Emanuel syndrome and congenital diaphragmatic hernia: A systematic review.

BACKGROUND

Emanuel Syndrome (ES), a rare chromosomal disorder caused by a supernumerary chromosome 22 derivative (der(22)t(11;22)), was identified in a fetus with congenital diaphragmatic hernia (CDH) at our fetal center. We aimed to identify a precedent for clinical care and patient outcomes to guide family decision-making.

METHODS

This non-funded and non-registered study queried the entire CDH Registry (CDHR) including >10,000 patients since 1995 and conducted a systematic literature review for patients with concomitant ES and CDH.

RESULTS

Literature review captured 12 citations and identified 9 patients with CDH+ES from over 400 known ES cases.

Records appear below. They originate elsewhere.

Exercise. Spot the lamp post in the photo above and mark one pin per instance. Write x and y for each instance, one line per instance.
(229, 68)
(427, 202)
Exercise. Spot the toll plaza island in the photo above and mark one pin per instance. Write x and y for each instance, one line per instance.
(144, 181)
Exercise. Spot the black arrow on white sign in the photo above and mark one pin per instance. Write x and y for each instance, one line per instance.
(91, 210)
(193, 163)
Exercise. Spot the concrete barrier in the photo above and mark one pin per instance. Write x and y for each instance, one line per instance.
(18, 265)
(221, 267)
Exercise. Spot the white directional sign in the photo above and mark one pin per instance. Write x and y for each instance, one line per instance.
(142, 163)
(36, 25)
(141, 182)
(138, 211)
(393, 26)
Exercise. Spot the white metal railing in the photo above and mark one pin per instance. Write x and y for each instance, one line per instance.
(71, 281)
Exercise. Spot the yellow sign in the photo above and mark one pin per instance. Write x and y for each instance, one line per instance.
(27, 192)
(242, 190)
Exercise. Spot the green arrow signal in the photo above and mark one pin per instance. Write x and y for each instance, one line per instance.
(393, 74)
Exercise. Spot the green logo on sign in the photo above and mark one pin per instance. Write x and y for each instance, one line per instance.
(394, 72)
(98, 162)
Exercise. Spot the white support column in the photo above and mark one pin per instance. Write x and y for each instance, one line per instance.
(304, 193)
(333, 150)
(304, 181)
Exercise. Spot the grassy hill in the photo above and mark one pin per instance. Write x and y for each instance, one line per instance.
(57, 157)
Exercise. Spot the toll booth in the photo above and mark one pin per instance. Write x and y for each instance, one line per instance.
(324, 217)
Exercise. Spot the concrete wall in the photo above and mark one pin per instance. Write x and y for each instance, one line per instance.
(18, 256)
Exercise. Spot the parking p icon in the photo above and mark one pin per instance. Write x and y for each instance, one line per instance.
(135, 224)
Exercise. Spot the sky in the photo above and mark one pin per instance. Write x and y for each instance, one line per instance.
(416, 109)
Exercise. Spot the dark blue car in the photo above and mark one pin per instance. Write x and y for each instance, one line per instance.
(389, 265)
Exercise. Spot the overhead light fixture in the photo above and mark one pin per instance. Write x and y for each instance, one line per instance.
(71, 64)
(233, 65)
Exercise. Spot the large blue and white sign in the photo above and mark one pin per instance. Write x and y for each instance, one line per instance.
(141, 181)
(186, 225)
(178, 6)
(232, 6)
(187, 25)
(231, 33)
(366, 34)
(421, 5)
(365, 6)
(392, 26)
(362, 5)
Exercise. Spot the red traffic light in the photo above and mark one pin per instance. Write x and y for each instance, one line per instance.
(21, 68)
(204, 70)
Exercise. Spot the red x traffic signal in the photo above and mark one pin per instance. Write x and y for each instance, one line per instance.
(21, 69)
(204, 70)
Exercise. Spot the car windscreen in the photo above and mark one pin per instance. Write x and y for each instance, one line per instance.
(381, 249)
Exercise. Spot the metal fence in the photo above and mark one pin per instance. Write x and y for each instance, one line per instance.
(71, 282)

Given the rarity of the disease and to reduce bias, there were no exclusion criteria aside from non-English language. Of these 9, two underwent surgical CDH repair with neither surviving. The CDHR identified 6 patients with ES, all reported after 2013 and prenatally diagnosed. Median estimated gestational age was 39 weeks (range 37-40) and median birth weight was 2.72 kg (range 2.4-3.4 kg). 3 patients died within the first few postnatal days; surgical repair was not offered due to "anomalies" and "pulmonary hypertension" in two and one family chose comfort measures. The other 3 patients underwent surgical repair, and 2 were supported with ECMO. Two patients survived to discharge, incurring surgical comorbidities associated with severe CDH including gastrostomy dependence, tracheostomy, and CDH recurrence.

CONCLUSIONS

ES patients with CDH have potential to tolerate repair and survive to discharge, however with significant additional morbidity combined with severe challenges inherent to ES. This represents the largest series of patients with CDH and ES to date.

LEVEL OF EVIDENCE

IV (Case series with no comparison group).